Today I am going to visit the Microsoft Accelerator at 320 Westlake Avenue in Seattle.  Incidentally, the Azure Accelerator is accepting applications for ten slots to be given to developers who want to build a company, an app or a service on the Azure platform. Microsoft is giving away three months of Azure hosting to help them, and the partner in this, TechStars is helping give $20,000 to each applicant. You have to pay for your own travel and hosting, but hey, $20,000 to build an app in the cloud? Okay! Look into it.

But back to Seattle, entrepreneurs, and coffee. Seattle does coffee.

I've been thinking about how entrepreneurs put things into the market. Everyone talks about Keep Shipping. I keep hearing this and seeing this written on walls and on bathroom stall doors. 

But, do entrepreneurs ship things, or serve them? Serve connotes an idea of giving customers exactly what they want. Ship connotes throwing something out the warehouse door. I thnk they might have used it to deliver ideas of bulk and traction and heavy volume. But products "shipped" on the web need a certain individuality to them. They need a customer experience that feels and looks more intimate. So, isn't it actually serving the customer?

I don't make it to Seattle often, but when I do, I like to go to the Starbucks and enjoy a decaf latte, skim. I don't drink caffeine (yes, I know that decaf has a minor amount of caffeine in it).  

I come to Startbucks because it got started here, and it makes me feel like I am a pilgrim making a pilgrimage to visit a great idea: coffee served quickly -- though a little burnt tasting -- exactly like the customer asks for it.

No more drip coffee from a filter bag that looks the same for everyone. No more communist coffee!

Coffee places like this do it right. They know what people want. They want coffee.  They are prepared to serve that coffee by having on hand baristas who really dig making coffee. These baristas know that people like coffee the way they like it. There is a connection between the barista (a listening agent) and the customer (a demand agent). The baristas are prepared. Baristas serve two functions in this equation. 

Baristas make the coffee the way the customer likes the coffee. 

But before they do that, they listen to what they customer wants. They serve the very important function of listening. 

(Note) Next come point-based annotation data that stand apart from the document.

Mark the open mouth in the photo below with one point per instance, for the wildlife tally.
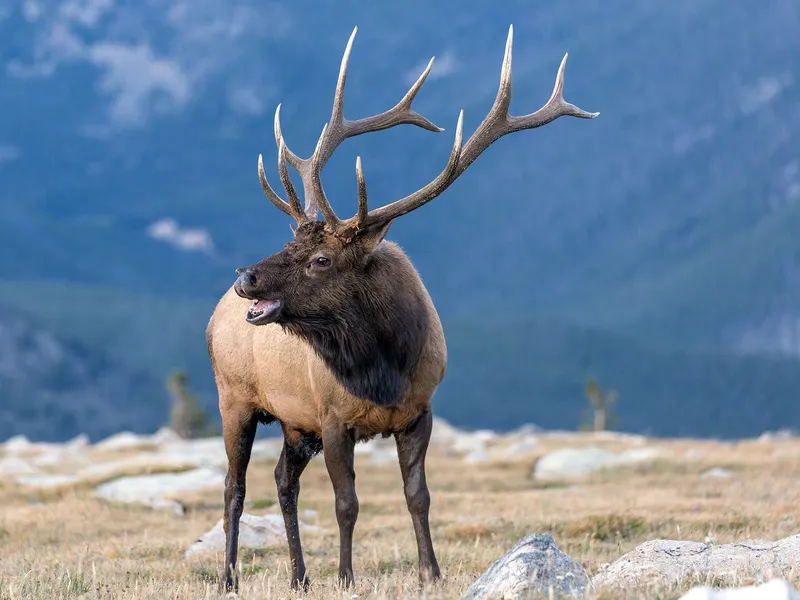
(264, 311)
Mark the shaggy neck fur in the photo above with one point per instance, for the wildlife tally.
(374, 345)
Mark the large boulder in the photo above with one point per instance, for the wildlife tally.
(667, 562)
(533, 566)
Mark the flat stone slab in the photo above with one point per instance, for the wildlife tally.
(777, 589)
(578, 462)
(668, 562)
(162, 491)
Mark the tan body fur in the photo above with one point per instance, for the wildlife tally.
(275, 371)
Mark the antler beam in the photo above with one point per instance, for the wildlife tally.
(496, 124)
(335, 132)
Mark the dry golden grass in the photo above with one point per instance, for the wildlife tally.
(65, 544)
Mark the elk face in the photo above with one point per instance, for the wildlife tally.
(313, 277)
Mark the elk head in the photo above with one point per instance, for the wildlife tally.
(318, 273)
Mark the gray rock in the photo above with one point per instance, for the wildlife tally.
(776, 589)
(16, 466)
(531, 567)
(667, 562)
(255, 532)
(577, 462)
(162, 491)
(717, 473)
(123, 440)
(47, 481)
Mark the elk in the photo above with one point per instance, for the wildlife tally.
(335, 336)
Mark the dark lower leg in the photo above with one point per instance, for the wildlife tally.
(239, 432)
(412, 446)
(338, 444)
(287, 477)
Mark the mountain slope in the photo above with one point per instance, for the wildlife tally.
(128, 142)
(53, 390)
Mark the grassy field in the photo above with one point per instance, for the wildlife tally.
(65, 544)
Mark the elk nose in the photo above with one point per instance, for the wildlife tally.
(247, 277)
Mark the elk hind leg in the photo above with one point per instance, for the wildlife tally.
(412, 447)
(239, 431)
(338, 444)
(295, 456)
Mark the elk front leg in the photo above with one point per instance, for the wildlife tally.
(291, 465)
(412, 446)
(239, 431)
(337, 447)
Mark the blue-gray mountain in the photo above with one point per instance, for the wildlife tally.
(654, 248)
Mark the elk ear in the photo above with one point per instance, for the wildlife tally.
(372, 236)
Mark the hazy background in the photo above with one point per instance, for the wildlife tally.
(654, 249)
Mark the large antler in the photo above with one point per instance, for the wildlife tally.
(496, 124)
(333, 134)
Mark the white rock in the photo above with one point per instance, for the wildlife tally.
(165, 435)
(77, 444)
(160, 491)
(576, 462)
(255, 532)
(717, 473)
(667, 562)
(468, 442)
(47, 481)
(528, 570)
(776, 589)
(526, 429)
(124, 440)
(13, 465)
(519, 448)
(781, 434)
(477, 457)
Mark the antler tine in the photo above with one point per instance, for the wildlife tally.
(294, 200)
(321, 200)
(496, 124)
(426, 194)
(339, 129)
(361, 216)
(276, 200)
(499, 122)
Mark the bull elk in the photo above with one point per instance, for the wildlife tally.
(335, 336)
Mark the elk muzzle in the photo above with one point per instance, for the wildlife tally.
(264, 310)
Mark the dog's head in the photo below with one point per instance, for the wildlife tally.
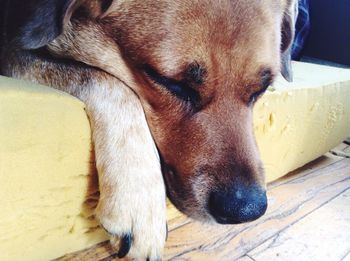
(198, 67)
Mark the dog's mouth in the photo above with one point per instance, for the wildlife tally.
(231, 204)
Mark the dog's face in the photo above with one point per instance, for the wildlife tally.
(198, 67)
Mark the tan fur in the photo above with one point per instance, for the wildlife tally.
(204, 147)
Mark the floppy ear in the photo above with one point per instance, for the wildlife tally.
(32, 24)
(288, 33)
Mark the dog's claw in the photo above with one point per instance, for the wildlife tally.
(125, 245)
(166, 231)
(158, 259)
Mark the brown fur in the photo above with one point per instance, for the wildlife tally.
(235, 41)
(224, 50)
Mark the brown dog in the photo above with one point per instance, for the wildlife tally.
(197, 67)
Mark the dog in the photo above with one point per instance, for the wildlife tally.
(184, 73)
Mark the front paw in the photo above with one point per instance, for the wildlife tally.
(136, 221)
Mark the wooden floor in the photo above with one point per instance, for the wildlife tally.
(308, 219)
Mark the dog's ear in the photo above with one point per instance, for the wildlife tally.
(32, 24)
(288, 33)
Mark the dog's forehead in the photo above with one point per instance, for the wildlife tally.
(170, 35)
(212, 32)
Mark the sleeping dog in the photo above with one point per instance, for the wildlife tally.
(184, 73)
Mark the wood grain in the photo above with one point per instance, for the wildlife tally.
(295, 200)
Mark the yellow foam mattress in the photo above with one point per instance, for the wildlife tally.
(47, 182)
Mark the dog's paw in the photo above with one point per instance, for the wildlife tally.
(136, 220)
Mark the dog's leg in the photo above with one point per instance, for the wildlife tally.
(132, 200)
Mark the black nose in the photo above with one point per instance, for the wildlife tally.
(239, 204)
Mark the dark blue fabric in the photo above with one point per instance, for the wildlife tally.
(302, 29)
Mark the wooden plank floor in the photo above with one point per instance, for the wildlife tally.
(308, 219)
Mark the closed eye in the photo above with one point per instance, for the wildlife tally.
(180, 89)
(257, 94)
(266, 80)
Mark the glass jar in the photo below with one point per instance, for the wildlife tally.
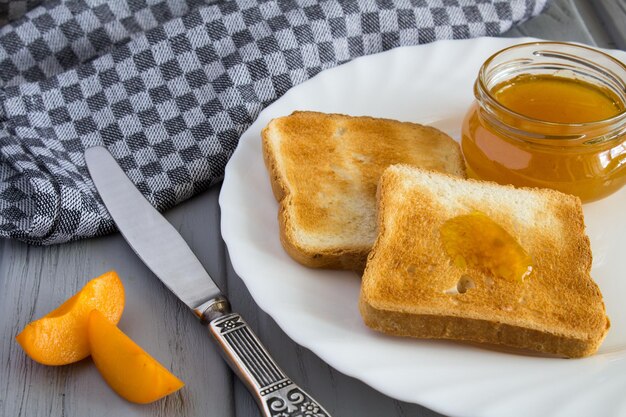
(586, 158)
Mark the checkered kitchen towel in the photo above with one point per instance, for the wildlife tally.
(168, 86)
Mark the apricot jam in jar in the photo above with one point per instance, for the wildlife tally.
(549, 114)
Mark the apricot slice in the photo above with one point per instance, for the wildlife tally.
(60, 337)
(129, 370)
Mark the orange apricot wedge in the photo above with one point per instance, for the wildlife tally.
(60, 337)
(129, 370)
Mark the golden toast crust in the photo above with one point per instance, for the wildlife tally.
(324, 170)
(407, 287)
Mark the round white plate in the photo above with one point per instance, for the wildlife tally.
(429, 84)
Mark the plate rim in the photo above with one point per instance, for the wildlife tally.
(264, 305)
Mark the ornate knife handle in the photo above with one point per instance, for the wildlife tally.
(275, 393)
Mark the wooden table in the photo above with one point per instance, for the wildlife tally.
(34, 280)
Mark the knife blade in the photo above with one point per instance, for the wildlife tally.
(159, 245)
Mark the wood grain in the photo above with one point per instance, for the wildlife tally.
(34, 280)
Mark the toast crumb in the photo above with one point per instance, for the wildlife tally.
(408, 284)
(324, 170)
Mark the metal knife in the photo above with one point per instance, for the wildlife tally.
(166, 253)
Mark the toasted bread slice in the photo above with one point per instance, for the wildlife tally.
(324, 170)
(409, 282)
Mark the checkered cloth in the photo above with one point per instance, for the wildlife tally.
(168, 86)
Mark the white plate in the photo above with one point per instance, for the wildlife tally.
(318, 309)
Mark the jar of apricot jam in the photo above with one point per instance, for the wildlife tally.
(549, 114)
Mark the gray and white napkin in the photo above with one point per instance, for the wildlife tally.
(168, 86)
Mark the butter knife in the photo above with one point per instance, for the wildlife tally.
(164, 251)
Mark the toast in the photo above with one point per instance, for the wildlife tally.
(412, 287)
(324, 170)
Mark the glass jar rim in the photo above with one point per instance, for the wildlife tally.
(480, 83)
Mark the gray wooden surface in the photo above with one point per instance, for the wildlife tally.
(34, 280)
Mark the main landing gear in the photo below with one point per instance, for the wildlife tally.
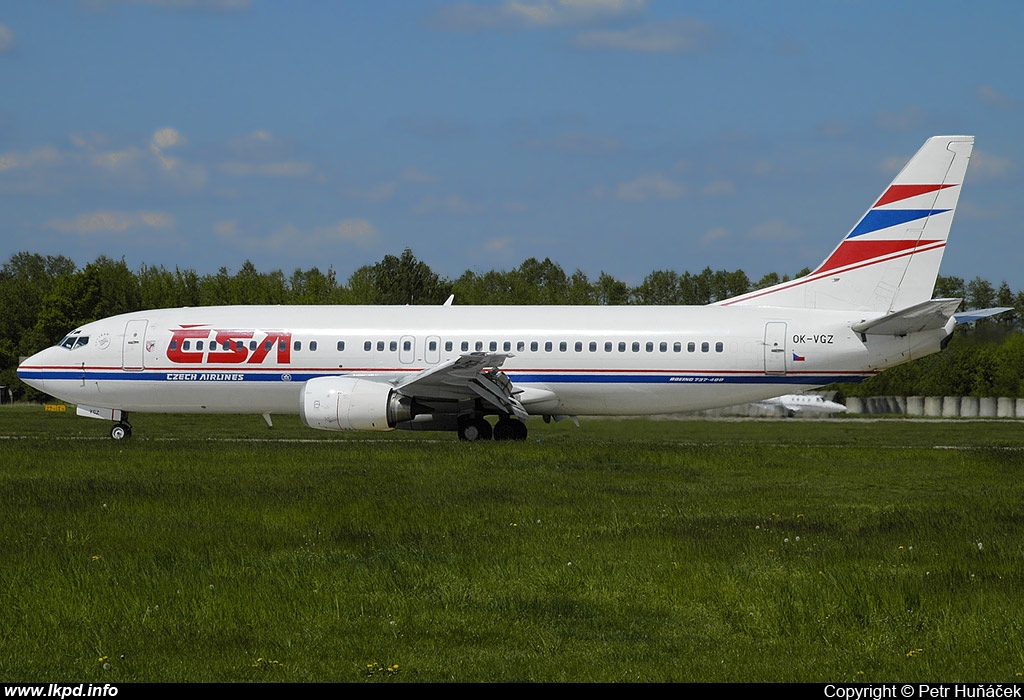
(472, 428)
(121, 430)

I'm going to this accelerator to see how startups listen. What are they doing in the industry they occupy? How do they listen to the market needs and adapt to those needs? This is a very important function. Is it  hard to do? I don't think it's hard to do.

It takes practice. 

The practice of listening is a lot like the practice of delivering great coffee. Done countless times, with failures and do-overs, you get to a point where you kind of just get it. I think that Accelerators help entrepreneurs get this practice in. We surround them with really good practitioners and mentors. Those mentors are hands-on, when they need to be. We give them access to technology to help them reach out to the customer and test their theories and develop the market they want. 

Everyone talks about "Keep Shipping" as a mantra for product delivery to customer needs. 

It might be more accurate to phrase it as "Keep Serving."  Serve up what the customer needs. 

Listen to what baristas say, "I have that grande decaf mocha for you, when you're ready."  

"Tall skim cappucinno on the bar, just for you."  

A little extra touch. On the web, this is so meta.  You can talk about the customer that you serve the product to, and in talking with the customer you learn about the customer. You make the product fit her needs. It begins to look a little like the customer. It's the customer's better half.

If you've ever really needed a coffee, real bad, then you know how nicely that coffee fits in your hand. It's the extension of your self. It's what you need. 

Don't forget about the Azure Accelerator. For real.